Riboflavin 5′-pyrophosphate: A contaminant of commercial FAD, a coenzyme for FAD-dependent oxidases, and an inhibitor of FAD synthetase

Abstract

Commercially available preparations of flavin adenine dinucleotide (FAD) have been found to be 94% pure, the remaining 6% being composed of four or five minor contaminants which can be separated from FAD by reverse-phase high-performance liquid chromatography. FAD purified in this manner has been shown to be 100% pure. One of the contaminants has been identified as riboflavin 5′-pyrophosphate (RPP) by spectroscopic and chemical methods of analysis. This compound has been shown to exhibit biological activity as a weak cofactor for two FAD-requiring enzymes.
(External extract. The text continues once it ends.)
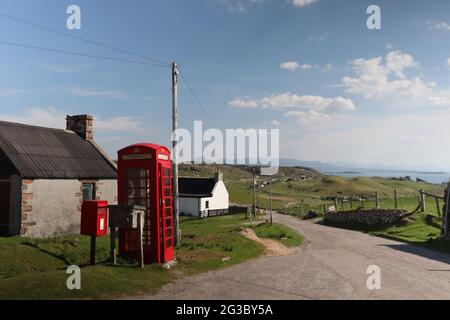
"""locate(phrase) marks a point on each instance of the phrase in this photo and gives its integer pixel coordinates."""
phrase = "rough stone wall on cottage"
(53, 207)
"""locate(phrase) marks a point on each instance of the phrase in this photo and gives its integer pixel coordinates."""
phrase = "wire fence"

With the apo-protein of porcine d-amino-acid oxidase, values determined for RPP were 8.4 μ m for K m and 0.10 for V max compared to 0.47 μ m and 0.28 (36 U/mg), respectively, for FAD. With fungal glucose apooxidase, values determined for RPP were 474 n m for K m and 0.02 for V max and 45 n m and 0.09 (105 U/mg), respectively, for FAD. RPP can also inhibit FAD biosynthesis. For bovine liver FAD synthetase, a K i value for RPP against FMN was determined to be 9 μ m where K m for FMN was 5.5 μ m. These studies illustrate the value of riboflavin 5′-pyrophosphate as a flavin analog for use in the study of structure/function relationships within certain flavin-dependent enzymes.